WASHINGTON, January 12, 2011 (AFP) – News Corp. and Apple are to unveil The Daily next week, a digital newspaper for the iPad, the tablet computer Rupert Murdoch hopes may emerge as the savior of the struggling news industry.

A source familiar with News Corp.’s plans said The Daily, which has been the object of months of top secret development at News Corp., will be introduced at an event in San Francisco on January 19.

According to News Corp.-owned Dow Jones, Murdoch, News Corp.’s chairman and chief executive, and Apple head Steve Jobs are to personally take part in the event at the San Francisco Museum of Modern Art.

Dow Jones also said Murdoch showed The Daily to select attendees at last week’s Consumer Electronics Show in Las Vegas.

News Corp. has been tight-lipped about the project but Murdoch acknowledged its existence for the first time in an interview in November, listing it as one of the “exciting projects” his media and entertainment company was working on.

Forbes magazine has put the total staff on the project at around 150 and said News Corp. has budgeted 30 million dollars for the first year of the launch.

The Daily would bring together three of Murdoch’s passions – newspapers, the iPad and finding a way to charge readers for content online in an era of shrinking newspaper circulation and eroding print advertising revenue.

In an interview in April with The Kalb Report, Murdoch called the iPad a “glimpse of the future.”

“There’s going to be tens of millions of these things sold all over the world,” he said. “It may be the saving of newspapers because you don’t have the costs of paper, ink, printing, trucks.
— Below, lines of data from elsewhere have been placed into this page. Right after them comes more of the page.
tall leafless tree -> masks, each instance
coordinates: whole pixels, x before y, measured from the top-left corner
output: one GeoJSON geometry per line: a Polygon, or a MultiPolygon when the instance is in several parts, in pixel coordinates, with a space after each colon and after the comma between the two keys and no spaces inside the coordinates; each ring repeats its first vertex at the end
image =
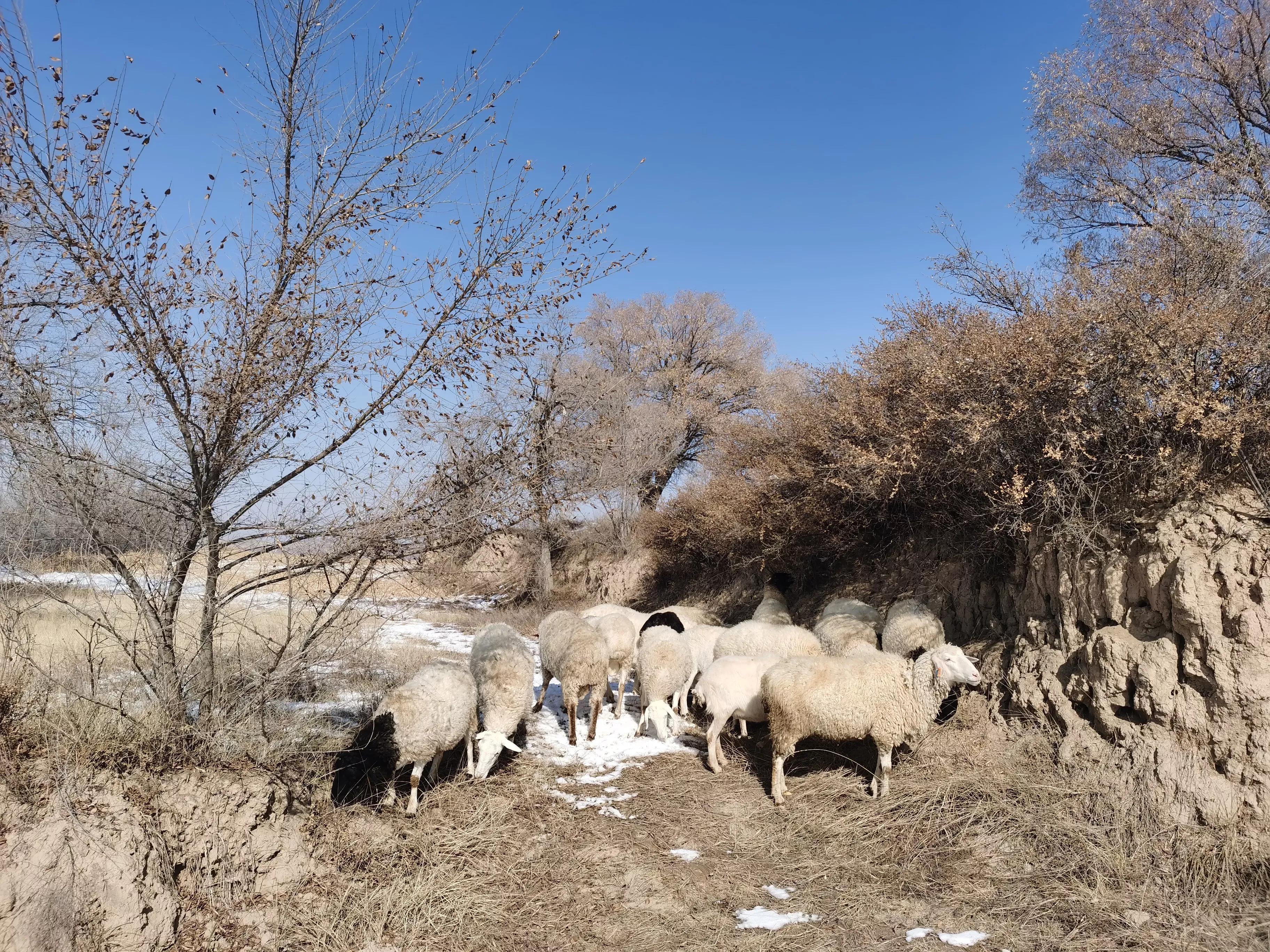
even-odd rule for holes
{"type": "Polygon", "coordinates": [[[486,58],[420,99],[409,23],[257,0],[254,27],[227,156],[241,201],[213,216],[208,173],[208,211],[182,226],[141,173],[161,121],[116,77],[67,90],[0,17],[4,435],[122,579],[145,628],[123,646],[174,713],[215,702],[232,599],[319,572],[320,627],[385,559],[456,531],[461,487],[424,479],[428,447],[398,416],[432,419],[526,321],[625,260],[588,185],[511,159],[497,109],[516,80],[486,58]],[[163,514],[160,569],[99,531],[109,485],[163,514]]]}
“It doesn’t destroy the traditional newspaper, it just comes in a different form,” he said.

Whether Murdoch plans to charge readers a subscription fee for The Daily is not yet known but the News Corp. chief has made making consumers pay for news online his personal crusade.

News Corp.’s The Wall Street Journal requires a subscription for full access to WSJ.com and Britain’s The Times and The Sunday Times, two other News Corp. newspapers, recently erected pay walls around their websites.